You need to write the interrupt vector to segment 0x0000.. This can be done in a variety of ways. One way would be to set the ES (Extra Segment) to 0x0000 and override the memory operand to use ES instead of the default DS. The revised code would look like:
; push es ; Save previous value of ES
xor ax, ax
mov es, ax ; ES=0
cli ; Make sure no interrupt occurs while we update IVT
mov word [es:21h*4], inthandler; Set CS:IP of int 21 handler to CODE_SEG:inthandler
mov word [es:21h*4+2],CODE_SEG
sti ; Re-enable interrupts
; pop es ; Restore original value of ES
If you use ES as a scratch segment register and don't care about the contents you can remove the push es and pop es. I have also put a CLI and STI instruction around the update of the IVT. This is a safety precaution in the event that some interrupt occurs that happens to use Interrupt vector 21h before we have completely updated it.
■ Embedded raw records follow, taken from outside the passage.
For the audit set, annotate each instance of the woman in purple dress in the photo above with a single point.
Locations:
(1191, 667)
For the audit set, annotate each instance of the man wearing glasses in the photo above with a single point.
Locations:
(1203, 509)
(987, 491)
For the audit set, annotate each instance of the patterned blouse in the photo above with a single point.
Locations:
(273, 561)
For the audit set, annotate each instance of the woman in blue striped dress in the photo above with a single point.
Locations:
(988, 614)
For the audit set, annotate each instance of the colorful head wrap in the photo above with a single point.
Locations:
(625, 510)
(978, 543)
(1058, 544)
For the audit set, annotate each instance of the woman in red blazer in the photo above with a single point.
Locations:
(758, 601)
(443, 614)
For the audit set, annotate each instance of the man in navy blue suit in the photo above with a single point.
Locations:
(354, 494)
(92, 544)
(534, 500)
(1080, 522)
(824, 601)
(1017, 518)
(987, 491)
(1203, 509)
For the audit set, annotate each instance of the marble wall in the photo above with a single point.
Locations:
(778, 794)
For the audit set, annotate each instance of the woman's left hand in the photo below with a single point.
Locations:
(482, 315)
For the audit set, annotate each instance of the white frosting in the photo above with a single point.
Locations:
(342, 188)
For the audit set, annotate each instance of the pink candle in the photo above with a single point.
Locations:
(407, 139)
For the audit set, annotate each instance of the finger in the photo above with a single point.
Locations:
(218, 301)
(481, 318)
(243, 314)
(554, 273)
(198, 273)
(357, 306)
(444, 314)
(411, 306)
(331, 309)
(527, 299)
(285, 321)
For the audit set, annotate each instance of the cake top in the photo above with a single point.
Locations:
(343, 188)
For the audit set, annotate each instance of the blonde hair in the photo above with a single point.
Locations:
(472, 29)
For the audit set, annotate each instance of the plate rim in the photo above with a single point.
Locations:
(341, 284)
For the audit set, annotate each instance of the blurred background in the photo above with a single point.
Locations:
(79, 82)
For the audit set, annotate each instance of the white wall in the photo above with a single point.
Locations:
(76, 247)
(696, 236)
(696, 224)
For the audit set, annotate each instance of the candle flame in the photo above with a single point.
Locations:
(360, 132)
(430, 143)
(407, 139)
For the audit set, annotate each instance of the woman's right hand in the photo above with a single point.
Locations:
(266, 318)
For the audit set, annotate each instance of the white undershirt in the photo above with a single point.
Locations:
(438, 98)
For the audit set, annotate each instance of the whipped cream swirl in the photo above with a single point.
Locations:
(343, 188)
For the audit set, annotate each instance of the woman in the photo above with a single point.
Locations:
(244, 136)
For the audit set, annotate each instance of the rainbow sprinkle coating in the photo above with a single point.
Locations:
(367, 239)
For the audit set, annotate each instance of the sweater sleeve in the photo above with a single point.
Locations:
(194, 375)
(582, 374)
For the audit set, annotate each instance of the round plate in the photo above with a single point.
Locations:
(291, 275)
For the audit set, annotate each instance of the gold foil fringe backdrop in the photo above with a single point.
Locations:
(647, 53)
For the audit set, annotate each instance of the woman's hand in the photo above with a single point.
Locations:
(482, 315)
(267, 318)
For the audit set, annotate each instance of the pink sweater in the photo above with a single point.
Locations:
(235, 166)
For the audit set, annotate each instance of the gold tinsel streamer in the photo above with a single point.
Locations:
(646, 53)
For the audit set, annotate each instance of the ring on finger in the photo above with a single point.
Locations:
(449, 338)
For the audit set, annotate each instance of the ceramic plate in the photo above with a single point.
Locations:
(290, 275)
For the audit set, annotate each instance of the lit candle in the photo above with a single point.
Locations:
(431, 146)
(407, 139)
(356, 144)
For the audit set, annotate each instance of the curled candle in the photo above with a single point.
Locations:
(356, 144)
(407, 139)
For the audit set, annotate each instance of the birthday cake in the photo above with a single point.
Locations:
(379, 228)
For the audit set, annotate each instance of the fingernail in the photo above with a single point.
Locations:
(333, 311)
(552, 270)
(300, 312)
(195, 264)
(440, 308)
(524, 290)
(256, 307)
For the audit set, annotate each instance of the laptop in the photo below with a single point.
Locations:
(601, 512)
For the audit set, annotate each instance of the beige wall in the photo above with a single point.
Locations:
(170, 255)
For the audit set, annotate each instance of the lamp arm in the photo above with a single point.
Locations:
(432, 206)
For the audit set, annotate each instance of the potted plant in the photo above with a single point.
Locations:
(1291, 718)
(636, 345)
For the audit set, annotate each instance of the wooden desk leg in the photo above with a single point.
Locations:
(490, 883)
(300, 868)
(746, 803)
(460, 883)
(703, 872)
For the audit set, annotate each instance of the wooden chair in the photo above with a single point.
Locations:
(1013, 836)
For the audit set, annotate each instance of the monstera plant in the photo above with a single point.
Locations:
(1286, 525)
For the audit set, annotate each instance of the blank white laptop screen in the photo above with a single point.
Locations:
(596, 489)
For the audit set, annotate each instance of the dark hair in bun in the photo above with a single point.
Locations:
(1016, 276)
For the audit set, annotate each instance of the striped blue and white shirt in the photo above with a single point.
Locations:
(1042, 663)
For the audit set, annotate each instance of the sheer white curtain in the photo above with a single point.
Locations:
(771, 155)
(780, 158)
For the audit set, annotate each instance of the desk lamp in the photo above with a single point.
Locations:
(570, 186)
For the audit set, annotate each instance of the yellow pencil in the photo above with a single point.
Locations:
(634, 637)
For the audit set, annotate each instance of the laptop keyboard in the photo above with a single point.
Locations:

This situation is almost non existent in a bootloader but could present itself as an issue had you written the code for DOS.
Alternatively you could have fixed the problem by changing DS to 0x0000 and avoided the segment override:
push ds ; Save previous value of DS
xor ax, ax
mov ds, ax ; DS=0
cli ; Make sure no interrupt occurs while we update IVT
mov word [21h*4], inthandler ; Set CS:IP of int 21 handler to CODE_SEG:inthandler
mov word [21h*4+2],CODE_SEG
sti ; Re-enable interrupts
pop ds ; Restore original value of DS
Since you likely want to keep DS set to its original value (0x0050) saving and restoring its value would be required.
Special Notes
You can't reliably do this to call Interrupt 21h:
call [21h*4]
In your code this does a NEAR call in the current segment (CS=0x0050) by getting the offset to jump to from memory offset [ds:21h*4]. The fact it called your interrupt handler was a lucky happenstance. Although it did print d to the display your interrupt handler would likely have never returned. If you printed something else after int 21h it likely would never have appeared because the IRET возвращено в неправильное место в памяти.
Чтобы правильно смоделировать прерывание с помощью CALL, вам нужно будет сделать что-то вроде:
xor ax, ax
mov es, ax ; ES=0
pushf ; An interrupt pushes current FLAGS on the stack so we need
; to do something similar
call far [es:21h*4] ; We need to do a FAR CALL (not a NEAR call)
Нам нужно выполнить FAR CALL вместо стандартного NEAR CALL, поэтому нам нужно использовать атрибут FAR в операнде памяти. Когда возвращается IRET, оно выталкивает из стека старое значение IP и CS , а затем выталкивает старое содержимое регистров FLAGS из стека. Невозможность поместить в стек значение FLAGS не оставит стек в том же состоянии после вызова, что и раньше, потому что прерывание возвращается с IRET, а не RET.